Senior SRE Engineer

Underneath the Mox platform is a large-scale, microservice-based cloud architecture that facilitates performance, reliability, and scalability of our products. Mox SRE team is responsible for the observability, availability, reliability of the Mox platform. We are looking for motivated individuals to support, automate, and improve Mox’s infrastructure using the latest technology.

  • Serve as a steward of Mox production environment through providing oncall support, incident response, collaborative debugging, blameless post-mortems, and SRE best practices.
  • Provide monitoring of service availability, latency, and overall system health.
  • Implement systemic improvements to reliability and operational excellence.
  • Codify and rollout shared tooling and process to enable development teams to stay agile while improving system availability, performance, and maintainability.
  • Collaborate with engineers in peer teams to develop reliability solutions that work effectively in the Mox ecosystem.
  • Bachelor’s degree or equivalent practical experiences
  • 5 years of professional experiences in a reliability engineering or system engineering.
  • Demonstrate understandings in fundamentals of OS, networking, distributed computing, and cloud computing.

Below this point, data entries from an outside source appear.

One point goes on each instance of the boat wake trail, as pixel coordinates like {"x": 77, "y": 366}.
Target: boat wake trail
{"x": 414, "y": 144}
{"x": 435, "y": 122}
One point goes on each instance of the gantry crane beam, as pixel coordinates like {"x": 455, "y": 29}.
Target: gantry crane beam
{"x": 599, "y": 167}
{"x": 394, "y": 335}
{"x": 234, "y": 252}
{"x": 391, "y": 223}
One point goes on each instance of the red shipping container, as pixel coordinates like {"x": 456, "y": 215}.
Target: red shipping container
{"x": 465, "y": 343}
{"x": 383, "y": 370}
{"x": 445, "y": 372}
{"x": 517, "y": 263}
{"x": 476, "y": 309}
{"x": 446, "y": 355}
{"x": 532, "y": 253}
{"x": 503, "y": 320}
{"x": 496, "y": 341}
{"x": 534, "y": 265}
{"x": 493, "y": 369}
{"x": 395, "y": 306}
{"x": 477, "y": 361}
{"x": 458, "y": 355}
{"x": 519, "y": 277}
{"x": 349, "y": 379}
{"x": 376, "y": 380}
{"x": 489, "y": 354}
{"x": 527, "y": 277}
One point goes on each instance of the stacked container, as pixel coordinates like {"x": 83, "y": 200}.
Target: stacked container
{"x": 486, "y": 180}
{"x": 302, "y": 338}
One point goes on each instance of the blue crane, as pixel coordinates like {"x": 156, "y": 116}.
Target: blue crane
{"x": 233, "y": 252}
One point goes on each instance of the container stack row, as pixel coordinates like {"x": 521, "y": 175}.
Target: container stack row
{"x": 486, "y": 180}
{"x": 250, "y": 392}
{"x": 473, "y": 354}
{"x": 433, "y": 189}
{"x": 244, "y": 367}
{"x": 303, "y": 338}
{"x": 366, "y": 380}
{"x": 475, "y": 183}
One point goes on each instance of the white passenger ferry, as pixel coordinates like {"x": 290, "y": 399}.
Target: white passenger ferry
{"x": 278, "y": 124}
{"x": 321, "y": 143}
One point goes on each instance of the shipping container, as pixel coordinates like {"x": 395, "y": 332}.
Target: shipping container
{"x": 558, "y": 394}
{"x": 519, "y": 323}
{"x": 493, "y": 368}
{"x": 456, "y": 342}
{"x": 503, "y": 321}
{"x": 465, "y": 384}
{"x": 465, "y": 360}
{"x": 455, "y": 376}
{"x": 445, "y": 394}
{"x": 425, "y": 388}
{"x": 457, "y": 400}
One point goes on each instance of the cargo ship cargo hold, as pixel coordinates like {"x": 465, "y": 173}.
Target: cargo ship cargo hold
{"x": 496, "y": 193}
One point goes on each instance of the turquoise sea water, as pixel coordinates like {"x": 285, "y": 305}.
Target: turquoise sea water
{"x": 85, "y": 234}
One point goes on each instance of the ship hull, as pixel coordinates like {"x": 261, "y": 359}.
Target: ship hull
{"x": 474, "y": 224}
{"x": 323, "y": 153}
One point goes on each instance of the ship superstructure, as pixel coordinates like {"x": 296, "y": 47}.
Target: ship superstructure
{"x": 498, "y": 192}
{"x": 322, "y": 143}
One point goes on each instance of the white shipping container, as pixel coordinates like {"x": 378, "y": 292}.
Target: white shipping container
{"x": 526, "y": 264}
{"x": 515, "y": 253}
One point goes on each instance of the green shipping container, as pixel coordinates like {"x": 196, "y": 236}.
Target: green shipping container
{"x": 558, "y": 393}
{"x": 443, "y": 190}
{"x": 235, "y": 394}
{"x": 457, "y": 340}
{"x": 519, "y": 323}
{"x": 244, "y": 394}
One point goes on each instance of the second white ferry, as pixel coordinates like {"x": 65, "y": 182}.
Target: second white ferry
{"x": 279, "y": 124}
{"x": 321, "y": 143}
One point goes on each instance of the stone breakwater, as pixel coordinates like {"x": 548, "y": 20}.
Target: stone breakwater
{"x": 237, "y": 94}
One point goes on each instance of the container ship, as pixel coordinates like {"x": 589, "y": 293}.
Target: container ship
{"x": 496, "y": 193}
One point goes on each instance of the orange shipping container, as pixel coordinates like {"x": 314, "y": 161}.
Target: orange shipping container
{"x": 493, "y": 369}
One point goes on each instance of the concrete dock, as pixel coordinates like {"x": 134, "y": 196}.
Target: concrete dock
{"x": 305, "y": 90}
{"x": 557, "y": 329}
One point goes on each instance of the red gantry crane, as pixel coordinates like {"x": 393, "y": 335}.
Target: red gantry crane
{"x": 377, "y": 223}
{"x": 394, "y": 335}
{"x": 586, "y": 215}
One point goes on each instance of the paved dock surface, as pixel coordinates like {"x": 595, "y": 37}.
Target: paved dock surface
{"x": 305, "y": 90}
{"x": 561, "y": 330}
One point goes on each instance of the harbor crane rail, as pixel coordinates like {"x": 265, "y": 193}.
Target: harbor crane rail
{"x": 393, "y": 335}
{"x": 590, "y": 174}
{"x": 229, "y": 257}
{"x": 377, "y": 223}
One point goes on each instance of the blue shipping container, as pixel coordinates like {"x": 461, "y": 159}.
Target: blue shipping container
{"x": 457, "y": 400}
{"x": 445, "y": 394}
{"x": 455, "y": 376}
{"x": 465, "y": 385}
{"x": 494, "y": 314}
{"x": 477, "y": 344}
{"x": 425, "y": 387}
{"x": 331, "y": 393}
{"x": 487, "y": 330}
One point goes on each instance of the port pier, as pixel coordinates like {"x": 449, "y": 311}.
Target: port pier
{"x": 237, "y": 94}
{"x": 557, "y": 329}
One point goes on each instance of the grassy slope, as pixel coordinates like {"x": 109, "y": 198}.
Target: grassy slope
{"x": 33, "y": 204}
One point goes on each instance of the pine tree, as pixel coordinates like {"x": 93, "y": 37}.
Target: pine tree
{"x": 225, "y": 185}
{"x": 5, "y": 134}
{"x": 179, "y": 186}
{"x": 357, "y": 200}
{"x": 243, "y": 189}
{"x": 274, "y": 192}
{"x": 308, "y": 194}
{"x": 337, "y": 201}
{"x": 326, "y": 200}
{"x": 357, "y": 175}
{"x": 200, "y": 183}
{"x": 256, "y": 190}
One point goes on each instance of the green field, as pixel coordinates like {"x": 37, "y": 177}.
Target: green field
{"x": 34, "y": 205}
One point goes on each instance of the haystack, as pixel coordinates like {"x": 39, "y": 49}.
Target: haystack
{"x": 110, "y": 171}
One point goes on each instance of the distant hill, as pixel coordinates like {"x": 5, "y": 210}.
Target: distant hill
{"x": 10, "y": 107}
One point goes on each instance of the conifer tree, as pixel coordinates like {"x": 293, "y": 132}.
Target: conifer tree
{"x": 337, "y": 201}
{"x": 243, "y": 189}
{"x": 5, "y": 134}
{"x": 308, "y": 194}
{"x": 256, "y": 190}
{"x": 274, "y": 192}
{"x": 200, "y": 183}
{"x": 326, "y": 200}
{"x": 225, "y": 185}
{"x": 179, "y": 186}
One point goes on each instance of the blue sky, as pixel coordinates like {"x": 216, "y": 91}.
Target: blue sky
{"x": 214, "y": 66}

  • Recent experiences with Terraform/Ansible on cloud provisioning
  • Strong scripting skills -- Python, Bash
  • Strong knowledge of Linux/UNIX environment
  • Experiences participating in an on-call rotation
  • Experiences working with Cloud environments such as AWS
  • Understanding on DevOps toolchain: GitHub, CircleCI, Artifactory
  • Mindset for automation and continuously improving the infrastructure
  • Strong communication and collaboration skills